I let complete strangers who I thoroughly check. I don't do business with friends. I don't want to have to evict a friend who can't pay rent if they get laid off. Doing this with strangers mean I can set the house rules, get signed leases, check their rental history, etc. Doing that with friends is awkward. I'm not taking in bums, but professionals. Some of my renters have owned their own home or even currently do, but relocated here for a job. Most of the renters are students or new graduates or just people needing or wanting to save money. The floor plan of my house and my neighborhood/city make this much less... risky or annnoying.... than in some cities/homes. The floor plan is a good match for this sort of situation, and the neighborhood tends to draw in professionals. We hardly see each other, and not knowing them means we are polite-- but don't see each other or hang out with each other like friends do, thus not getting on each other's nerves or expecting "friend rules" to apply.

I want all rooms occupied because it means more money. With multiple roommates, I can get more rent than a lot of SFHs. With fewer tenants, less rent means the numbers aren't as desirable.

I wouldn't just rent out a room to one other person-- one room rent isn't worth doing this to me. Not enough money, plus a hassle to live with someone for only the rent of one bedroom. It's the multiple rooms making the rental income from this enough money that I do it since the rental income for just renting rooms is more than some SFH's I've rented out.

Originally posted by @Rob K.:
Originally posted by @Steve Babiak:
Nobody yet mentioned the fact that this person is at a LAW firm. That is an automatic denial for some guys like Rob K.

True. If you have any problems with this tenant/roommate and you end up in court, you will be bringing a knife to a gunfight. I would pass on this person for the partial rent aspect as well. It sounds like he or she is paid weekly. (Very WEAKLY).

Ah. Yeah, that does make sense. For some reason, them working at a law firm made me feel safer. But I forgot about the fact that they have built-in sue-ers.

Originally posted by @Brian Mathews:
I'm sorry, renting out rooms is not investing in real estate IMO or make you an investor, but that's just my 2 cents.

It certainly doesn't make me Trump, but it's real money. And easy too.

Rooms for rent in my house rent for a lot of SFH and apartment rents that people get from being a "real" landlord. Not bad for side income from my own home, I would say.

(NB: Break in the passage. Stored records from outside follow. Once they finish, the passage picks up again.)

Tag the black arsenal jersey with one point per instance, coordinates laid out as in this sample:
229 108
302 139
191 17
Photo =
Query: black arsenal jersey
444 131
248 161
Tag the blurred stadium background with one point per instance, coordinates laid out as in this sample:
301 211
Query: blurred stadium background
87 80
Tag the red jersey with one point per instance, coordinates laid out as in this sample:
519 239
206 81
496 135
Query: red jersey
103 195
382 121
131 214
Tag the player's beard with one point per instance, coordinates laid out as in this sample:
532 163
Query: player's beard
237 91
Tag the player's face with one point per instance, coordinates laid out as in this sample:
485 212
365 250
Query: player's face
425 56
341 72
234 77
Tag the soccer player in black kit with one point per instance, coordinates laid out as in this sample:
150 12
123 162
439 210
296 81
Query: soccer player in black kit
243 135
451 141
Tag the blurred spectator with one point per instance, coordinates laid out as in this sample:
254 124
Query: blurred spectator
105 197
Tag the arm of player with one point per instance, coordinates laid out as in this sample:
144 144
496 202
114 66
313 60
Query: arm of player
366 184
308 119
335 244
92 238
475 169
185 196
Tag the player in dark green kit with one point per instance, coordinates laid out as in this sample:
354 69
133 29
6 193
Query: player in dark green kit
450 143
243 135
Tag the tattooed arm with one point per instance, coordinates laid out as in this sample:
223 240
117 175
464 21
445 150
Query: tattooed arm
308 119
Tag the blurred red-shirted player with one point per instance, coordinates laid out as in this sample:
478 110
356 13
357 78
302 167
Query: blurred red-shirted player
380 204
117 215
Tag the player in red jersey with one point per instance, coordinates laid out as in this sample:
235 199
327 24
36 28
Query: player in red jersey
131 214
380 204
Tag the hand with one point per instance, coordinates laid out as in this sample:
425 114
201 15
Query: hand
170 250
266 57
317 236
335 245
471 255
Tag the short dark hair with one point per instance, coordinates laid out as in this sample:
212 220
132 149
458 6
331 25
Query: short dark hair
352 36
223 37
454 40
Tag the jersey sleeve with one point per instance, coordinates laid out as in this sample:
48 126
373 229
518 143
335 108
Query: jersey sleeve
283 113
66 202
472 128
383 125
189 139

Renting out one room wouldn't be much money. It's renting out multiple rooms that's key and makes it financially worth it. Most people wouldn't bother renting out a room for just the money that one room is-- make it multiple rooms and we're talking decent money comparable to SFH rental rates. Hence why I like my rooms (and single family homes with tenants) all occupied. I want every property I have making me the most money, roommate house or single family house.

It also helps to live in urban areas. I once rented a room in someone's house in the city-- that couple renting out their rooms were making $5000+ a month off of renting out rooms in their own (massive, urban, ritzy) home with multiple roommates. They catered to visiting professionals, and that place was immaculately furnished and allowed short-term leases. Not too shabby of rent for one house, huh? How many rentals do you have that make $5000+ month per home? My single family properties aren't pulling that kind of rent.

I also don't expect roommates to have as much cash or income as 'real' tenants. Someone who could afford to buy a house or makes a ton of money and could easily afford their own apartment/house isn't going to want to live with roommates. Unless they own the house and make fairly good money renting out rooms...

Probably is best that I continue my "rent and deposit due at lease signing" policy.

Still debating about allowing a trained dog.